His captain looked like she’d eaten something sour and refused to watch. If it was distaste for the banished prince or for the banishment itself, he didn't know.

He had a feeling it was the latter.

But it's not safe to express those kinds of sentiments. Especially in the capital.

_'Sure, the 41st maybe. Could see the War Council doing shit like that. But doing that to his own kid?'_

His skin crawls.

He's just being paranoid, he tells himself.

He goes to a different bar that night. A little more disreputable. A little more prone to loose lips.

It's teeming in the excitement of the prince's departure.

He grabs a drink and settles himself around a fire near a gossiping bunch and listens.

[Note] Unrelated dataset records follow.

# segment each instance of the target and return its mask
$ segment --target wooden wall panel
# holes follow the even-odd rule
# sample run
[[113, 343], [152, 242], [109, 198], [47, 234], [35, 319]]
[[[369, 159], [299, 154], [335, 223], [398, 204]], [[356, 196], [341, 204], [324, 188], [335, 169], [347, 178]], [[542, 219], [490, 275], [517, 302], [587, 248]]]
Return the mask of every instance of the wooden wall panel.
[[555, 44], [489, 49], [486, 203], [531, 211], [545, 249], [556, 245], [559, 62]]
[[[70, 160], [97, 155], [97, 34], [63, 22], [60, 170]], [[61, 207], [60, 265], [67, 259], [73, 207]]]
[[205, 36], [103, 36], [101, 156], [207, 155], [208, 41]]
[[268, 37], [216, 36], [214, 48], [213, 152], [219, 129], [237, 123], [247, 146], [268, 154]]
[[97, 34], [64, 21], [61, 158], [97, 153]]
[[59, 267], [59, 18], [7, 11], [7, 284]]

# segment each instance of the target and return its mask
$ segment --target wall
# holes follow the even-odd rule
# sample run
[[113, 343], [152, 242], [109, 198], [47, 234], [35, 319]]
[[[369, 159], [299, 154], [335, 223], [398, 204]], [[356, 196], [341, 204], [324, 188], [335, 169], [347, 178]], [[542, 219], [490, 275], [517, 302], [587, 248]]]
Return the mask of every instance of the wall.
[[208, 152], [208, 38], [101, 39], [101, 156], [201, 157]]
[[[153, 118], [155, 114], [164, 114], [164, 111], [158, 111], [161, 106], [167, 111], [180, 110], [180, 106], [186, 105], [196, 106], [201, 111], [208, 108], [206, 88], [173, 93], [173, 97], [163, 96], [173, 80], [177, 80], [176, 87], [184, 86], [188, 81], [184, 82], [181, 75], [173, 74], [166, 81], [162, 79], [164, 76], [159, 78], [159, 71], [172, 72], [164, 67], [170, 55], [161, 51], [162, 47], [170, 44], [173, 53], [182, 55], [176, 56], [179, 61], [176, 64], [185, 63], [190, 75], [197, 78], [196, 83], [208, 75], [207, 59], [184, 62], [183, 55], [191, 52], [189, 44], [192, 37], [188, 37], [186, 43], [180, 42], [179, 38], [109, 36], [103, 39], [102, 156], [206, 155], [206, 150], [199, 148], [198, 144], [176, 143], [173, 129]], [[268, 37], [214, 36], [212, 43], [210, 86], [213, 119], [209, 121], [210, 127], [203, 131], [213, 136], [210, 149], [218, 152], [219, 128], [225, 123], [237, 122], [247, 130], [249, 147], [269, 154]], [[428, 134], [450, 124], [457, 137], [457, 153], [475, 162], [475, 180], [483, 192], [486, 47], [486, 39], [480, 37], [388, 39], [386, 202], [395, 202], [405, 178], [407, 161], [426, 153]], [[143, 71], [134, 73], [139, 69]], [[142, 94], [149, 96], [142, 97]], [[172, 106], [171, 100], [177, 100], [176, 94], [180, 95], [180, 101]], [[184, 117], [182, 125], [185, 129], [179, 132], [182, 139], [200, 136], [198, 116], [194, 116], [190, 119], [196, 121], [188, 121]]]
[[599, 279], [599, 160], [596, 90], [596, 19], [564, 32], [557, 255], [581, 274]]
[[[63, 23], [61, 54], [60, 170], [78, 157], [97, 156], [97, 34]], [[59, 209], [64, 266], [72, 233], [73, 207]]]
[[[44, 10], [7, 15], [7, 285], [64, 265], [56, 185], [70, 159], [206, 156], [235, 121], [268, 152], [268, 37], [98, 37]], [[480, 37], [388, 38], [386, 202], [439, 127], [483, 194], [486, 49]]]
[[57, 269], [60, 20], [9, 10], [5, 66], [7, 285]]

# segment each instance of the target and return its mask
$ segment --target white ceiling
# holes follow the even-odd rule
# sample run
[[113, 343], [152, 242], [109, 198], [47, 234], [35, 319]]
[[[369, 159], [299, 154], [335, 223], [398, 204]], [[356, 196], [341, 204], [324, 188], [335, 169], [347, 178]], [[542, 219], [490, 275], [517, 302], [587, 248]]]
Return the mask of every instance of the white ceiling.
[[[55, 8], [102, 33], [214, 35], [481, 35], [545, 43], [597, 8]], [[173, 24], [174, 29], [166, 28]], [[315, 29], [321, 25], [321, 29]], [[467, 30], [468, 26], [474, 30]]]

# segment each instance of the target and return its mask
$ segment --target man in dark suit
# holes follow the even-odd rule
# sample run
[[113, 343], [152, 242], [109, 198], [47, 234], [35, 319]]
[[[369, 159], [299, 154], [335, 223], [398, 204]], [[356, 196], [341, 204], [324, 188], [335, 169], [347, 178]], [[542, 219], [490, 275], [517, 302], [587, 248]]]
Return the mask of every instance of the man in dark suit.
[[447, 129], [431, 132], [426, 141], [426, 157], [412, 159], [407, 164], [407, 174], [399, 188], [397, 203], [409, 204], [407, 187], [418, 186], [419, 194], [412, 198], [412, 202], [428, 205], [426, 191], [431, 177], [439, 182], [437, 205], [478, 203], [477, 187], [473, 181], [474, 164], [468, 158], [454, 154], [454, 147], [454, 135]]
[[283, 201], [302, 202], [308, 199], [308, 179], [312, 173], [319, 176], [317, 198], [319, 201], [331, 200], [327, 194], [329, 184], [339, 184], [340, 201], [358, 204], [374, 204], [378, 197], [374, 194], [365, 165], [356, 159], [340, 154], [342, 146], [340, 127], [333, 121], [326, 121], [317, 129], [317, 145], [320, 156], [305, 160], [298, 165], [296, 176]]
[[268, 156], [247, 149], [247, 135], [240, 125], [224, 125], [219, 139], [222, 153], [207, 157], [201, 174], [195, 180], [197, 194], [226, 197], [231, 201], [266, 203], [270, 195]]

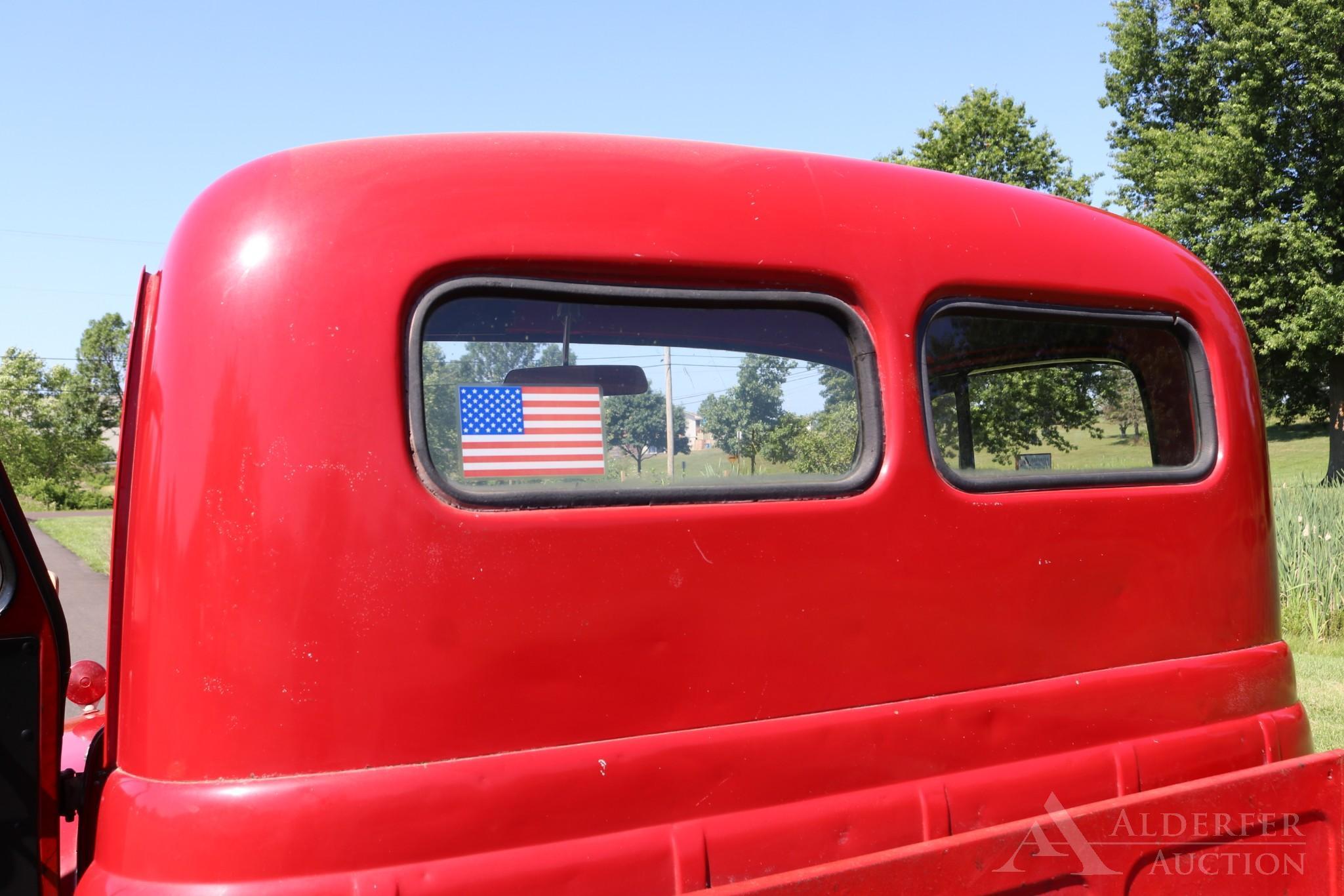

_The prince was banished -_

_Spoke out of turn -_

_Challenged to an Agni Kai by his father -_

_Refused to fight -_

_Burned burned burned_

_Right on his face!_

_Mark of the damned._

"But what did he _do?"_ Chit Sang asks, feeling ill. "What did he say that was so bad?" 

_'So bad his own father would BURN him?'_ he doesn't ask.

The group sobers eerily, suddenly remembering they are raving about the maiming of a child.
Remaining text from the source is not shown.